This word shows up often in our literature, often defined by the phrase “unreasonable joy”. We see it all over, for example:
- We say the 8th step in the Noble Eightfold Path is “Liberating Samadhi”
- The result of training in “mu” is a merry and playful samadhi.
- In the Song of Zazen, we intone “How boundless the clear sky of samadhi!”
- This Samadhi allows us to be fully engaged in life while aware of our true nature
We even have a passage that places samadhi next to enlightenment:
When you finally realize that all of the joy and sorrow of your life is a sacred gift and that your ego is indeed just a temporary, value-weighting view, a figment of divine imagination, you will experience a new state of freedom, gratitude, compassion and enjoyment of conscious being. This new enjoyable way of understanding, feeling and being is traditionally called Samadhi, or Enlightenment.
Clearly, samadhi is an important term in Hollow Bones Zen. While much can be gleaned from meditating on the various passages where it is used, there is also value in exploring the term itself more explicitly.
Let’s start by breaking it down. Samadhi is a Sanskrit compound including sam + a + dha which means “collecting or bringing together.” This meaning includes a connotation to correctly apprehend that which is being brought together. In the earliest usages, it is the essential factor of Buddhist meditation; specifically, an absence of aversion, drowsiness, restlessness and doubt while remaining completely unified around a single meditation object.
Over time, the usage of the term evolved somewhat to take on the connotation of “absorption,” the merging with the object of meditation entirely. What better way to comprehend the meditation object than to become it? This “deeper” form of concentration allows for non-dual experiences and is the basis of the meditation practices of non-dual wisdom traditions (like Zen). In this usage, Samadhi is the culmination of one-pointed concentration applied to the investigation of some phenomena, yielding an insight into the phenomena.
The next step must be the question: “What meditation objects can we merge with to experience enlightenment?”
Certainly, we can enter into flow state (in our lineage it’s called “positive samadhi”) in many areas of life without becoming enlightened. Any hobbyist of significant ability will have moments of “flow” during their desired activity. We may have moments of total presence when playing, singing, dancing, making tea, working out, doing the dishes, making love, writing a blog post on samadhi, or any other number of things. Considering that this flow is essentially the same: an exclusive, unified concentration on something so profound that we “merge” with it as a seamless expression— why don’t we awaken?
This is where the term “absolute samadhi” becomes relevant. “Absolute samadhi” refers to single-pointed concentration and unification with an objectless meditation, or the immediate experience of awareness itself.

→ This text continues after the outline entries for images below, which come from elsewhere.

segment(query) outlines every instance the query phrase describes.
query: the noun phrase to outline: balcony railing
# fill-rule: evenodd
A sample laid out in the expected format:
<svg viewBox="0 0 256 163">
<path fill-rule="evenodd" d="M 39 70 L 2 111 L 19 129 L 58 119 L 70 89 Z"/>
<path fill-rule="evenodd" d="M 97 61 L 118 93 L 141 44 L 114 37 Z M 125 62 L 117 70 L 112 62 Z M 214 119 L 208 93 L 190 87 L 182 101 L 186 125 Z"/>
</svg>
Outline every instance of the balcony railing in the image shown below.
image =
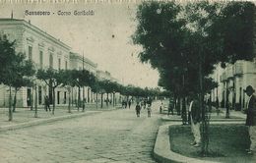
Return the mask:
<svg viewBox="0 0 256 163">
<path fill-rule="evenodd" d="M 235 63 L 233 66 L 233 75 L 238 76 L 243 74 L 243 64 Z"/>
<path fill-rule="evenodd" d="M 233 68 L 232 68 L 232 66 L 227 67 L 225 77 L 226 77 L 226 79 L 233 78 Z"/>
</svg>

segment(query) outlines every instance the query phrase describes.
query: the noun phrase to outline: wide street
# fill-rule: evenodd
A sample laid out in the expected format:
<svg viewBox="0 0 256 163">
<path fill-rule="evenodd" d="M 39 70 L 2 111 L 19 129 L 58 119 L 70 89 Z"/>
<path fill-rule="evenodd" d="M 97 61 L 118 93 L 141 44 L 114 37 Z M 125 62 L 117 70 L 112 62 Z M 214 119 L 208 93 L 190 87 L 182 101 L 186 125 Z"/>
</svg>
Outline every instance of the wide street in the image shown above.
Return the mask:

It can be thought of as entering a flow state simply because one is alive. When this experience is entered into frequently, there may eventually be a time when it “shatters” and we emerge from samadhi with a twist. In merging with awareness itself, and then being aware of the experience of emerging from it, the previously in-the-dark space within which the sensory-cognitive-emotional experience occurs becomes illuminated. This is enlightening kensho.
We can practice concentration, but we can’t practice meditation. Concentration is an effort; meditation is effortless surrender. Samadhi is the experience that arises when a unified mind releases into pure being. However, for the mind to remain unified in effortless surrender, it must be sufficiently concentrated. This requires effort.
It’s also true that any one of us can experience the qualities of awakened mind right now, if we just look. It’s simply who we already are, and this awakening is often experienced as a sudden knowing. However, to stabilize and maintain this samadhi in the complexity of life requires disciplined practice and commitment. The results are totally worth it.
For it is this samadhi which results in unreasonable joy, which is merry and playful, boundless and clear, liberating us to be fully engaged in life while aware of our deeper nature. This samadhi which enables us to know the inevitability of pain and the choice of suffering, and fuels the capacity to respond instead of react. This samadhi which we come into integrity with to bring about a harmonious and loving world. This samadhi is refuge in awakened mind and reveals the truth that we are all this light. It is this samadhi that reveals the never-ending, never-failing manifestation of the mysterious unfolding of truth.